Les premières années, le cinéma ne semble déranger personne. Il faut dire que les séances comportent souvent une Passion, ce qui n’est pas pour déplaire au clergé catholique.
Le cinéma ne tarde cependant pas à susciter une vive opposition du clergé, qui tente au cours de la première décennie du XXe siècle d’empêcher les projections le dimanche et de faire interdire l’accès aux salles de cinéma aux enfants.
Par ailleurs, en 1912, l’État crée le Bureau de censure des vues animées, lequel entre officiellement en action le 1er mai 1913. Désormais, aucun film ne pourra être projeté sans son autorisation. Le film peut être accepté ou refusé en entier, ou alors, le Bureau de censure le modifie en lui enlevant des segments jugés non conformes à la morale officielle. Bon an, mal an, de 1913 à 1930, environ 70 % des films sont approuvés intégralement, 22 % sont plus ou moins mutilés par les censeurs et les 8 % restants sont refusés ; toutefois, la plus grande partie de ces derniers est acceptée après avoir été épurée par le distributeur.
Des baisers trop longs, des costumes provocants, des scènes démontrant comment commettre certains crimes, des références au divorce et au suicide, des images se moquant des Canadiens français, toute critique de la religion ou des clercs, etc. Voilà un éventail de ce que les censeurs enlèvent surtout.

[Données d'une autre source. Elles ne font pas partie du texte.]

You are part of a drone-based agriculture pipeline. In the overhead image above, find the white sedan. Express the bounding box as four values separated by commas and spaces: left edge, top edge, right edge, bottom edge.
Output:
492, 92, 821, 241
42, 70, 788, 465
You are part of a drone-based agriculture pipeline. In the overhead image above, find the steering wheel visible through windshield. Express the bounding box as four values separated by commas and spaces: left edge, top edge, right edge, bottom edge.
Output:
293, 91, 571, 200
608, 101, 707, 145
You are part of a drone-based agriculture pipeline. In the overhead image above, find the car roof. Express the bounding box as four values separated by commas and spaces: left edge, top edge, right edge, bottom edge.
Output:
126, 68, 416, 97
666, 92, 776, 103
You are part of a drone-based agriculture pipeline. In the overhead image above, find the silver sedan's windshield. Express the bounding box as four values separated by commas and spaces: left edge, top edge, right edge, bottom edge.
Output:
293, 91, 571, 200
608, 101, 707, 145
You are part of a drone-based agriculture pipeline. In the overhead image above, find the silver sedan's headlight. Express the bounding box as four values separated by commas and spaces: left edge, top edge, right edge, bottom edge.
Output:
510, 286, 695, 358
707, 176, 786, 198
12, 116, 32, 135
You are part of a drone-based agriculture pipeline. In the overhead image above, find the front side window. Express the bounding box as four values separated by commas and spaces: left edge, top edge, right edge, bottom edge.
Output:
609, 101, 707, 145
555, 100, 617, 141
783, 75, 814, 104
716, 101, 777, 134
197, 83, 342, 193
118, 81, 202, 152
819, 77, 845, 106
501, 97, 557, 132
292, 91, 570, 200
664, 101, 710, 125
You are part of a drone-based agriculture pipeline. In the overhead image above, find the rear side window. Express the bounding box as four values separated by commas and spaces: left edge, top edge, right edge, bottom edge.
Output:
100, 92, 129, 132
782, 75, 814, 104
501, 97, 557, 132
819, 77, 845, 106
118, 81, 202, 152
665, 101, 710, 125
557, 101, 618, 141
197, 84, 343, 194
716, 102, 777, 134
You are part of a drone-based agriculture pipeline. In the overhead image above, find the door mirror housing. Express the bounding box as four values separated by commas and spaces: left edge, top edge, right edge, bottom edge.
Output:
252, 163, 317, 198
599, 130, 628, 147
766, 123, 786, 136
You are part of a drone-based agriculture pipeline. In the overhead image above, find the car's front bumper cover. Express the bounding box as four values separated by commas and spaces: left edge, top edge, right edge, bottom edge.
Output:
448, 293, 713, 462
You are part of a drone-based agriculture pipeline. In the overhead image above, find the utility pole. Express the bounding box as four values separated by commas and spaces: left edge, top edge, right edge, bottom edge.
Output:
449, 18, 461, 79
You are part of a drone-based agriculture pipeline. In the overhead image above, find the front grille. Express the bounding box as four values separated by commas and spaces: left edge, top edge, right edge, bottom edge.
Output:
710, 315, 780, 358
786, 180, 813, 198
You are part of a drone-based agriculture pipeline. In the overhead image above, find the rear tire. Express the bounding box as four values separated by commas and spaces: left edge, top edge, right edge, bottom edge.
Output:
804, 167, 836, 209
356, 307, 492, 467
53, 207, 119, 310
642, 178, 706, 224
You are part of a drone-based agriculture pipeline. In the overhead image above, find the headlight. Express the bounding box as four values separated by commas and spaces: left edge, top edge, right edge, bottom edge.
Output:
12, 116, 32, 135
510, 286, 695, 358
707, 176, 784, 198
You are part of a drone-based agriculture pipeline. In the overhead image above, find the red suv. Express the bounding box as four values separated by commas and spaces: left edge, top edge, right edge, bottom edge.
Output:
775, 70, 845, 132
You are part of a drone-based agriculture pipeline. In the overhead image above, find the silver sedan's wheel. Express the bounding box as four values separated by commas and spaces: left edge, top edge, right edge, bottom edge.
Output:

En avril 1926, exaspérés par la censure, les distributeurs américains lancent une très sérieuse menace de boycottage de tout le Québec. La menace déclenche une véritable affaire politique et le boycottage n’a finalement pas lieu.
Ainsi, au moment où se termine le muet, environ 25 % des films montrés au Québec ont été modifiés par l’État ou par les distributeurs. Parmi les films qui ne parviennent jamais sur les écrans figurent certains des meilleurs Griffith, Von Stroheim, Murnau, Eisenstein ou encore les premiers Buñuel.